Regtested on x86_64-pc-linux-gnu. Ok for trunk?
BRs,
Haochen
gcc/ChangeLog:
PR target/101796
* config/i386/predicates.md (const_vector_operand):
Add new predicate.
* config/i386/sse.md(<insn><mode>3<mask_name>):
Add new define_split below.
gcc/testsuite/ChangeLog:
PR target/101796
* gcc.target/i386/pr101796-1.c: New test.
---
gcc/config/i386/predicates.md | 13 +++++++++++++
gcc/config/i386/sse.md | 14 ++++++++++++++
gcc/testsuite/gcc.target/i386/pr101796-1.c | 20 ++++++++++++++++++++
3 files changed, 47 insertions(+)
create mode 100755 gcc/testsuite/gcc.target/i386/pr101796-1.c
Comments
On Wed, Dec 8, 2021 at 2:47 PM Haochen Jiang via Gcc-patches
<gcc-patches@gcc.gnu.org> wrote:
>
> Hi,
>
> This patch add combine splitter to transform vashr/vlshr/vashl_optab to ashr/lshr/ashl_optab for const vector duplicate operand.
>
> Regtested on x86_64-pc-linux-gnu. Ok for trunk?
Ok.
>
> BRs,
> Haochen
>
> gcc/ChangeLog:
>
> PR target/101796
> * config/i386/predicates.md (const_vector_operand):
> Add new predicate.
> * config/i386/sse.md(<insn><mode>3<mask_name>):
> Add new define_split below.
>
> gcc/testsuite/ChangeLog:
>
> PR target/101796
> * gcc.target/i386/pr101796-1.c: New test.
> ---
> gcc/config/i386/predicates.md | 13 +++++++++++++
> gcc/config/i386/sse.md | 14 ++++++++++++++
> gcc/testsuite/gcc.target/i386/pr101796-1.c | 20 ++++++++++++++++++++
> 3 files changed, 47 insertions(+)
> create mode 100755 gcc/testsuite/gcc.target/i386/pr101796-1.c
>
> diff --git a/gcc/config/i386/predicates.md b/gcc/config/i386/predicates.md
> index 4ccbe11b842..770e2f0c0dd 100644
> --- a/gcc/config/i386/predicates.md
> +++ b/gcc/config/i386/predicates.md
> @@ -1844,6 +1844,19 @@
> return true;
> })
>
> +;; Return true if OP is a const vector with duplicate value.
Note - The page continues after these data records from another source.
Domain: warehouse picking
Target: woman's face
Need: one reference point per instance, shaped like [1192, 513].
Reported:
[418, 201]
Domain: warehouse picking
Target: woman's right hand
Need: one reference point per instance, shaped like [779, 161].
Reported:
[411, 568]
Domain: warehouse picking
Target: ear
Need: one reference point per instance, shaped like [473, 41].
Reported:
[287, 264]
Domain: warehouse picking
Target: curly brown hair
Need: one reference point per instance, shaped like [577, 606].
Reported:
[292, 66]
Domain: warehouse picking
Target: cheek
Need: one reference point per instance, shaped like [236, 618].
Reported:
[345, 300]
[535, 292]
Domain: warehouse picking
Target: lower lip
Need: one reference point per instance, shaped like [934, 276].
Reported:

> +(define_predicate "const_vector_duplicate_operand"
> + (match_code "const_vector")
> +{
> + rtx elt = XVECEXP (op, 0, 0);
> + int i, nelt = XVECLEN (op, 0);
> +
> + for (i = 1; i < nelt; ++i)
> + if (!rtx_equal_p (elt, XVECEXP (op, 0, i)))
> + return false;
> + return true;
> +})
> +
> ;; Return true if OP is a parallel for a vbroadcast permute.
> (define_predicate "avx_vbroadcast_operand"
> (and (match_code "parallel")
> diff --git a/gcc/config/i386/sse.md b/gcc/config/i386/sse.md
> index 08bdcddc111..a2c0c1209c7 100644
> --- a/gcc/config/i386/sse.md
> +++ b/gcc/config/i386/sse.md
> @@ -15232,6 +15232,20 @@
> (const_string "0")))
> (set_attr "mode" "<sseinsnmode>")])
>
> +;; PR target/101796: Transfrom movl+vpbranchcastw+vpsravw to vpsraw
> +;; when COUNT is immediate.
> +(define_split
> + [(set (match_operand:VI248_AVX512BW 0 "register_operand")
> + (any_shift:VI248_AVX512BW
> + (match_operand:VI248_AVX512BW 1 "nonimmediate_operand")
> + (match_operand:VI248_AVX512BW 2 "const_vector_duplicate_operand")))]
> + "TARGET_AVX512F && GET_MODE_UNIT_BITSIZE (<MODE>mode)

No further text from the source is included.